Monday, 7 January 2019
Hall 4 (Phoenix Convention Center - West and North Buildings)
David E. Levin, NOAA/NWS, Juneau, AK

Snow to liquid ratios (SLR) continue to be a large source of error for forecasters in the prediction of snow amounts during the winter months. Current methods of predicting SLR in Southeast Alaska range from an empirical method based solely on surface temperatures, to using model-derived SLR. Both of these methods are limited in that numerical models parameterize many of the complex microphysical factors that drive SLR, while surface temperatures are likely insufficient as a predictor given that snow formation originates well above the surface. A climatology was developed using data from 32 COOP stations around Southeast Alaska for the period of 1950 to the present.

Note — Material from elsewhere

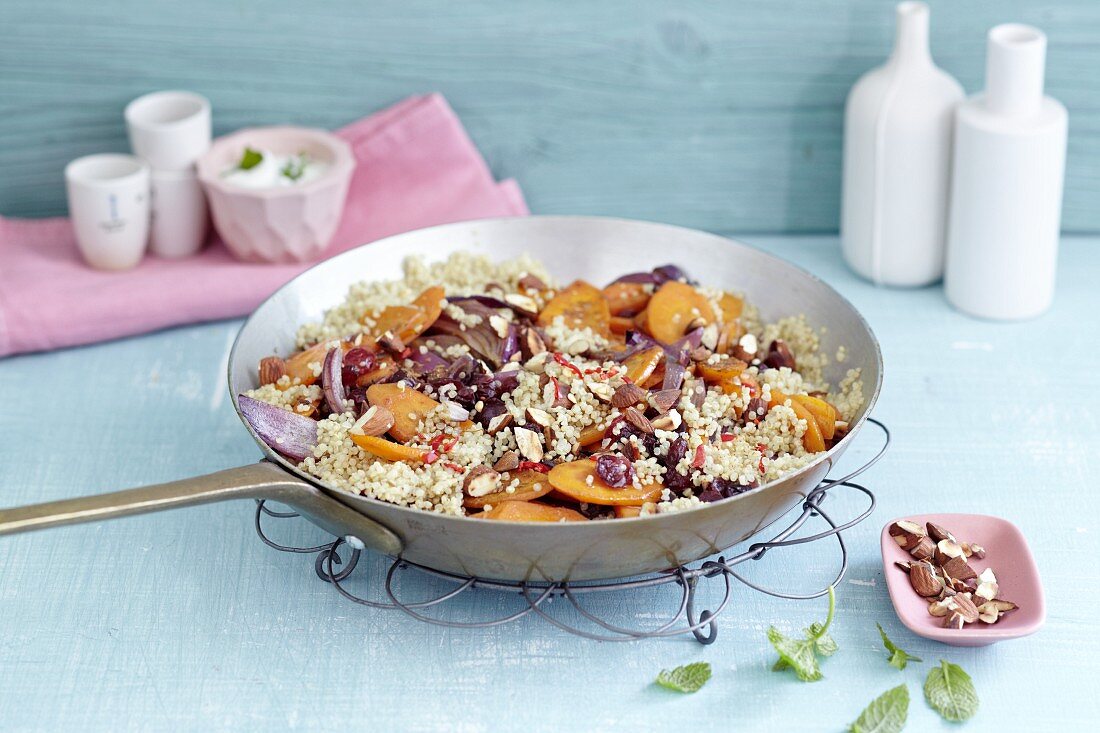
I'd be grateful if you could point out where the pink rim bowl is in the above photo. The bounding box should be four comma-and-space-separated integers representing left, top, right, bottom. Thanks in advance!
881, 514, 1046, 646
197, 127, 355, 262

This yielded a robust data set of 17,447 unique snowfall observations. SLR was calculated for each event following the methodology of Baxter et al. (2004) and their SLR climatology for the contiguous United States. The mean SLR for the Juneau County Warning Area was found to be much higher than the empirical method based on surface temperatures. Considerable variability was noted in both mean and median SLR values between sites located along the immediate Gulf coast and those along the more interior channels. The mean SLR for Southeast Alaska was also higher in general than those found by Baxter et al. in locations along the Pacific Northwest coast. It is hypothesized that the frequency of events where warmer marine air over-runs cold, dry arctic air from northwest Canada modulates these variations in snow to liquid ratio. Several individual cases were examined to determine the low level thermal profiles and other meteorological parameters that may have led to the observed snow ratios in order to further help give guidance to operational forecasters. Finally, the results were then analyzed on a grid using the National Weather Service Graphical Forecast Editor (GFE) and a smart tool was developed which would allow operational forecasters to use this climatology as a starting point when making a prediction of snow to liquid ratio.